The French government has funded a €220,000 feasibility study, supplemented by another €400,000 from the regional council, but private investors are to come up with the cost of construction.

Local authorities have dismissed suggestions that investors will refuse to back a project so close to the Jungle camps.

Yann Capet, MP for the Pas-de-Calais region, claims there was a “lack of transparency”. He said he has demanded a “public debate”, a standard consultation procedure for large infrastructure and public works projects in France. However, officials claim aides of Manuel Valls, the prime minister, were trying to block the move.

“They’re putting us under a lot of pressure to stifle this one,” according to an official at the national commission which organises public debates.

No one from Mr Valls’ office was available for comment.

The issue is politically sensitive, with the far-Right Front National (FN) set to win power in the Calais area in regional council elections next month, according to opinion polls.

The presence of the migrants has dealt a severe blow to the economy of Calais and the mayor has demanded financial compensation from the British and French governments.

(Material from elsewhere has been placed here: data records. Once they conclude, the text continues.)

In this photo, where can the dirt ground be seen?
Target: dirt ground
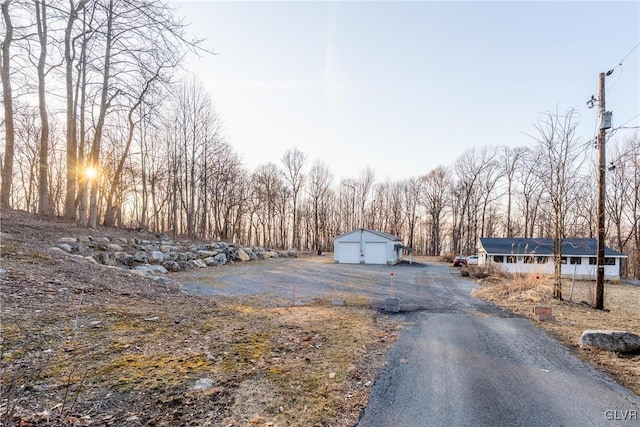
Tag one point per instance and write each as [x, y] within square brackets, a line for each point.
[85, 344]
[575, 315]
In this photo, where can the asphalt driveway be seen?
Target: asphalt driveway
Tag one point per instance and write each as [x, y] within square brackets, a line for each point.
[458, 361]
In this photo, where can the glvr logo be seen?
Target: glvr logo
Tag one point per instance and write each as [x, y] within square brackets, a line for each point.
[621, 414]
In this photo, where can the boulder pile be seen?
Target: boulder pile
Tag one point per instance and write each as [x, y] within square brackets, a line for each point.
[157, 257]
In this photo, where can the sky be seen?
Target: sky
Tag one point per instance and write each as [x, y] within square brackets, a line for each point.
[403, 87]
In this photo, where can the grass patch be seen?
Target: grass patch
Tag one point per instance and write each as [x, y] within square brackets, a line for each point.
[574, 315]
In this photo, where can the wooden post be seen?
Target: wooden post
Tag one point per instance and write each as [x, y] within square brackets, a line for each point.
[601, 196]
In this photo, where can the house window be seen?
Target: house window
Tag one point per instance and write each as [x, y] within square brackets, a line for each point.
[607, 261]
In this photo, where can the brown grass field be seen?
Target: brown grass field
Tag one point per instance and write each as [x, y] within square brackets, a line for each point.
[574, 315]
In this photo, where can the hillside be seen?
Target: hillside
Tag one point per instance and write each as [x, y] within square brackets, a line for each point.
[88, 344]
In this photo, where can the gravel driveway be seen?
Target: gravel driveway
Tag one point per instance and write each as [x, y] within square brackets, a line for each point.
[458, 361]
[419, 286]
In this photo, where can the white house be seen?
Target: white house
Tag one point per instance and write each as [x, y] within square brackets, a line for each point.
[519, 255]
[364, 246]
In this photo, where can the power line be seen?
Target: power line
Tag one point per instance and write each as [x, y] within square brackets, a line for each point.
[622, 60]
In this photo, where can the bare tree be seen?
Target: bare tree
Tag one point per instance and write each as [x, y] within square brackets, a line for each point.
[7, 100]
[320, 179]
[435, 196]
[412, 192]
[41, 24]
[558, 169]
[511, 160]
[71, 106]
[293, 161]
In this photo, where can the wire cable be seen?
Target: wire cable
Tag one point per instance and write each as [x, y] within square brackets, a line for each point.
[622, 60]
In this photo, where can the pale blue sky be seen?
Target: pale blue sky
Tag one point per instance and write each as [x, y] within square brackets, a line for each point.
[403, 87]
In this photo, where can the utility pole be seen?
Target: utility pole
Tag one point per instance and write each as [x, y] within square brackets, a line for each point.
[602, 161]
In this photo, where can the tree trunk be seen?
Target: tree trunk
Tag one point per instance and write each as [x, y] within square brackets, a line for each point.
[104, 104]
[43, 178]
[7, 98]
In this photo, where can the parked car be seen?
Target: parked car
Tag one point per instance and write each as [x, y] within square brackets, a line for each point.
[459, 261]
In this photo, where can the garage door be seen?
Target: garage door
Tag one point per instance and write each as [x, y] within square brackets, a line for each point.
[375, 253]
[349, 253]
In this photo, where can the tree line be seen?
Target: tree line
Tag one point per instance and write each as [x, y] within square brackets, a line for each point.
[97, 128]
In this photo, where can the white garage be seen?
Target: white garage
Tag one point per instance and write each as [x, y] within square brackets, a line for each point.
[365, 246]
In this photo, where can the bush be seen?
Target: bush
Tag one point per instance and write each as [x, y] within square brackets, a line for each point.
[531, 287]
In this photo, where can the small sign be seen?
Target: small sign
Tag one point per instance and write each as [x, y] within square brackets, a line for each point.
[606, 120]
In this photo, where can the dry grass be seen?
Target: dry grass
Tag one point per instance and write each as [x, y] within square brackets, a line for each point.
[98, 346]
[574, 315]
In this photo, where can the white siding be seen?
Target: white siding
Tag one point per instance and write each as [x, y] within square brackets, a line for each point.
[363, 245]
[375, 253]
[349, 252]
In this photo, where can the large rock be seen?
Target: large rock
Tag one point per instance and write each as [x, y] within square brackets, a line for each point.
[157, 256]
[65, 247]
[618, 341]
[171, 266]
[206, 253]
[115, 247]
[220, 259]
[242, 255]
[151, 270]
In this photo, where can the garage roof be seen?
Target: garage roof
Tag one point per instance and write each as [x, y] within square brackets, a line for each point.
[522, 246]
[379, 233]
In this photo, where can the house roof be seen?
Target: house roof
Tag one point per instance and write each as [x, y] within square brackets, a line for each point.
[522, 246]
[379, 233]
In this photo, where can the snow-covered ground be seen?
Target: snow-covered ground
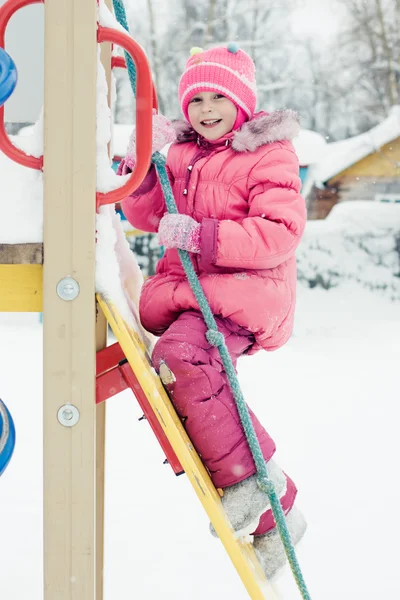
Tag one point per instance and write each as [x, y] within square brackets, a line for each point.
[330, 400]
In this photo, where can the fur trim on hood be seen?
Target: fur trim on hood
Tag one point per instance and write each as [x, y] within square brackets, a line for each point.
[263, 129]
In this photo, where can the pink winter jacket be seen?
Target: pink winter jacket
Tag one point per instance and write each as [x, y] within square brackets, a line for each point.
[244, 190]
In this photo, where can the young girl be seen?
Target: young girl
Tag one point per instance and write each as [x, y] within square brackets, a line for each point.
[235, 180]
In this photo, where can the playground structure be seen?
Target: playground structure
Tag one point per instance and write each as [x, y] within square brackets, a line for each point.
[80, 371]
[63, 287]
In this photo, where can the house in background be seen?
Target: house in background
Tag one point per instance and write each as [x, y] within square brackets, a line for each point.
[365, 167]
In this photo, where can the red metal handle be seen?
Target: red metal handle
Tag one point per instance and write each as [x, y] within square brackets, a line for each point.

According to Marc Legrand of Calais Promotion, Heroic Land would create 1,000 badly needed jobs in a city with an unemployment rate of 17 per cent, one of the highest in France.

“The creation of the park will associate Calais with a positive image,” he said. “It’s not because there are migrants here that we can’t do something enterprising.”

Mr Legrand argued that the migrants, who have often caused disruption to Eurostar train services, ferries and other transport links, would have no impact on the park. “They won’t be interested in it because it won’t help them get to the UK.”

Jean-François Thibous, the Heroic Land project manager, said the park will “aim for 1.5 million visitors a year” from France and other European countries.

To be open 200 days a year, it will have six areas, called “universes”, each with a distinct theme.